Bielema hired new defensive backs coach Paul Rhoads ($350,000) and running backs coach Reggie Mitchell ($310,000) at the same pay rate, respectively, as predecessors Clay Jennings and Jemal Singleton.
"As staff transition happened, I kind of would grab some [funds for assistant coaches] and then would lose some, and as I hired a staff I was able to complete it with the hiring of Paul," Bielema said. "So basically everybody on staff got a new contract."
Arkansas' 2015 salary pool for assistants ranked No. 19 nationally in a USA Today survey, which listed the cumulative pay at $3,529,550 because it included a mix of bonuses.
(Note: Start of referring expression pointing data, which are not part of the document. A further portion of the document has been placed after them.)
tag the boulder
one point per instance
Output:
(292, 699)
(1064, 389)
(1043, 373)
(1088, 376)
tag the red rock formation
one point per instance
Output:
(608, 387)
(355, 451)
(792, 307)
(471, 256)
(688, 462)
But the Razorbacks ranked 10th in the SEC in cumulative pay for assistant coaches in 2015, behind No. 1 LSU, No. 2 Auburn, No. 3 Alabama, No. 4 Georgia, No. 5 Texas A&M, No. 10 South Carolina, No. 15 Florida, No. 17 Missouri and No. 18 Tennessee.
Rhoads, who spent the past seven seasons as the head coach at Iowa State, said head coaches have to be strategic in doling out money.
"You've certainly got to have an administration that supports you and recognizes what you have to do to keep coaches and reward coaches," Rhoads said. "This level of football is highly competitive, and that's not going away.
"In my pursuit for a job this off season, I saw there's some vast differences in certain leagues and certain locations in what they're paying, whether it be from coordinator to coordinator, position coach to position coach or from coordinators down to position coach. I think Jeff has put Bret in a position to be competitive with his staff."